This might not be an easy read, it’s not even a necessary one. Post fucking-shit experience rarely seems to leave you disorder.
Sometimes stuff falls out – makes a noise, like lots of crockery, falling from a high cupboard – mind the sharp edges, clean up, move on… but for the smell of soot, like a pigeon pulled from a chimney. Early morning phone calls.
Walking home from the cinema last night, I stopped near a house that had been on fire earlier in the day. The fire crew were still pumping water in through the roof – filthy, sooty water pouring out through the doors and away down the street where, while the fire was blazing earlier, locals had brought chairs and beers out to watch. They’d gone in now, it’d rained heavily while I was watching Nomadland, chased them from the street back inside their homes – I hope they are homes.

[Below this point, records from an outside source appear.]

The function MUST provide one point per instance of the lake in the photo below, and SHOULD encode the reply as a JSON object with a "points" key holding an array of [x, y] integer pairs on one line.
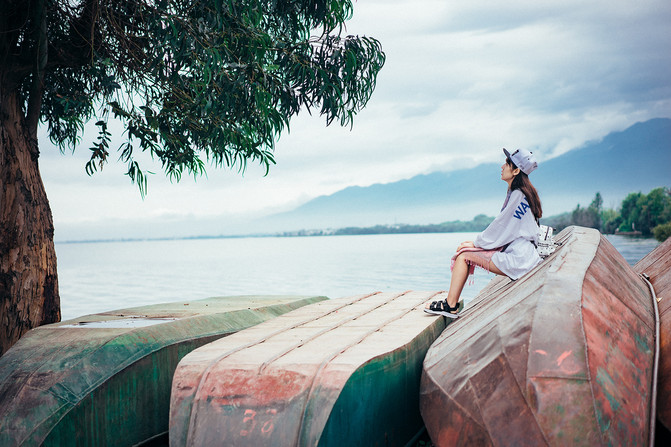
{"points": [[102, 276]]}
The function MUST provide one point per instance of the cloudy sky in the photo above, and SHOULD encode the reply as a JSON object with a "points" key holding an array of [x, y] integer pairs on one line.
{"points": [[462, 80]]}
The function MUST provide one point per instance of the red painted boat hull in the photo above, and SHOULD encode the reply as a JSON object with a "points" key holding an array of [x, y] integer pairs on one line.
{"points": [[339, 372], [562, 356]]}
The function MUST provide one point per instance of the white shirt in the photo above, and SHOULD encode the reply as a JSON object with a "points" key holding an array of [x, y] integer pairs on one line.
{"points": [[515, 229]]}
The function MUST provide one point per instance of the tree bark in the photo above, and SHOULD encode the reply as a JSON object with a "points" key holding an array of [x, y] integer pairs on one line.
{"points": [[28, 279]]}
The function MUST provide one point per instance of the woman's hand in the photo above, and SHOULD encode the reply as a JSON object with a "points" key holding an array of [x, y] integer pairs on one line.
{"points": [[466, 244]]}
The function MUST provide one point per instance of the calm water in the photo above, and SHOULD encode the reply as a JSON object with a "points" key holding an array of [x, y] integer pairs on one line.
{"points": [[96, 277]]}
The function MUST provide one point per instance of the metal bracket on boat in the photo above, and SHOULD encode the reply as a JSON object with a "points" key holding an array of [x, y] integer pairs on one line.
{"points": [[655, 368], [652, 290]]}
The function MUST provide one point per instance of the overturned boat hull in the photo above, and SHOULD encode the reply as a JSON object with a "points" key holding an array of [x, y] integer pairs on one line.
{"points": [[105, 379], [657, 267], [338, 372], [562, 356]]}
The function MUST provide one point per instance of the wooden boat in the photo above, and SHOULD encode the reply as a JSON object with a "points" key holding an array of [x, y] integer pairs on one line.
{"points": [[105, 379], [562, 356], [657, 266], [342, 372]]}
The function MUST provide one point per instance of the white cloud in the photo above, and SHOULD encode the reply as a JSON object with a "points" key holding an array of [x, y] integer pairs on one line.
{"points": [[462, 80]]}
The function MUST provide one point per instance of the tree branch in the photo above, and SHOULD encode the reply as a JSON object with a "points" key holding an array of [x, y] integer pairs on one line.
{"points": [[40, 64]]}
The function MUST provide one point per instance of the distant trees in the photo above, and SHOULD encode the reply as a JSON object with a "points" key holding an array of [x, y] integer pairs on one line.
{"points": [[647, 214]]}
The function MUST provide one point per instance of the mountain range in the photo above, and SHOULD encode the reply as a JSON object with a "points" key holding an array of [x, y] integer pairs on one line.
{"points": [[635, 159]]}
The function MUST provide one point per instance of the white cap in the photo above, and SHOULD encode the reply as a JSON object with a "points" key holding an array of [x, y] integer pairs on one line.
{"points": [[523, 159]]}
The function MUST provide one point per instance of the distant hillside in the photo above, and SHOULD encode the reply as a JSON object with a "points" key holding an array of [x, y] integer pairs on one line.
{"points": [[636, 159]]}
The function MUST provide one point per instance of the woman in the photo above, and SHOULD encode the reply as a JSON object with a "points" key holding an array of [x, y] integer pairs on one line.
{"points": [[508, 245]]}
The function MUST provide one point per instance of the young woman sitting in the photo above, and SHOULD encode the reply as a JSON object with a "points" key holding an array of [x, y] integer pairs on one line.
{"points": [[508, 245]]}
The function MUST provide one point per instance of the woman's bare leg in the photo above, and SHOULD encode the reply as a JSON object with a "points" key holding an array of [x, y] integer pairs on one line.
{"points": [[457, 281], [494, 269]]}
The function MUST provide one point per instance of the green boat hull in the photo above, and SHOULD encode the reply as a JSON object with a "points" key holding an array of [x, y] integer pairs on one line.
{"points": [[105, 379]]}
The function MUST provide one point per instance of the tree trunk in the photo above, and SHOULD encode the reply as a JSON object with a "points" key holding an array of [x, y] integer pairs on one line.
{"points": [[28, 279]]}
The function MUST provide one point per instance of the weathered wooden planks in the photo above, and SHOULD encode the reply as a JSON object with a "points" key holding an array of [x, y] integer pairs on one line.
{"points": [[105, 379], [339, 372], [657, 265], [562, 356]]}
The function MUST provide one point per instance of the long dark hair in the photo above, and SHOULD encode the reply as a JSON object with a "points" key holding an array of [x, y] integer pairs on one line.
{"points": [[521, 181]]}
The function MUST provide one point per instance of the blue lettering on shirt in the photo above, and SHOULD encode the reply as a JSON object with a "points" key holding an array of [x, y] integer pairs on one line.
{"points": [[521, 210]]}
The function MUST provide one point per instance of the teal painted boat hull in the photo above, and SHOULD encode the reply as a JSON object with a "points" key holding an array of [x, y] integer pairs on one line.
{"points": [[105, 379]]}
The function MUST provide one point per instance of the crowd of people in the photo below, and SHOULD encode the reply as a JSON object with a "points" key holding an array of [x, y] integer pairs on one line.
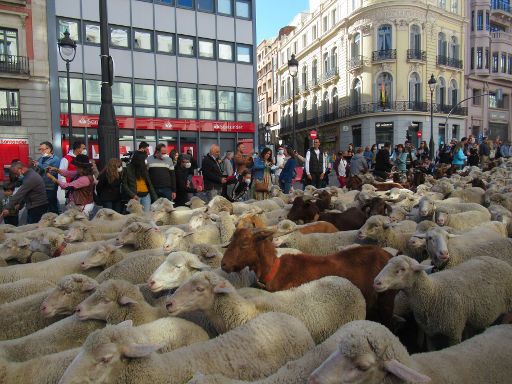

Dark smoke stains up the walls from the windows – still basically a house still, 3 floors, the roof and all. But, I’m guessing the contents were fucked – homeliness is no wet soot and charred remains.
The smell of wet soot, wet burnt wood even burnt concrete has a smell – stone in wet in soot and smoke. It’s not an easy smell to shake, it’s always just about me like I’ve stood in shit but it’s gone and the smell is not…
– I’ve posted this photo before – one of the few recognisable objects after my dad burnt the house down. The house, that ‘family’ house wow, of the 5 of us that lived in it originally 3 are dead, 2 of them killed themselves, 1 clung onto life too long after her sweet mind left her body behind.
Dad always accused me of stealing the typewriter – but it was found in the rubble where his bedroom had collapsed, so it was probably in there all along. I remembered his amazing old Leica camera, he’d never let me use it even though he’d never use it himself – I guess it was under that rubble too.. unfound, not a typewriter.
Things.
I really felt for the people who’d lived in that house until yesterday. It’s hard to describe the feeling of the loss of pretty much every ‘thing’ – photos, mementos, gifts, books, crafted things, embroideries, drawings, 50s pointed dancing shoes, paintings, the pots and pans my mum cooked with, her ‘best’ china, gardening shoes, boots, plants, tools, screws and hooks – beds, sheets, clothes, the towels, soap, passports, birth certificates, school reports, dad’s papers from 75 years of never really ever stopping working, piano, clocks, graduation photos, records, car keys, the car, door keys, the doors, windows, floors, walls, pipes, roof. All exchanged for soot, rubble, some melted glass and a dead typewriter. We found lots of wet, dirty, photos too, oddly – spent weeks drying them – brought the stench into my house, spread our wet, torn, burnt, filthy remains out on the table…
Mostly people don’t choose, with furious neglect, to destroy everything they ever valued with so many of the memories of ours too that’ll fade a little faster without the objects and the place where they sat.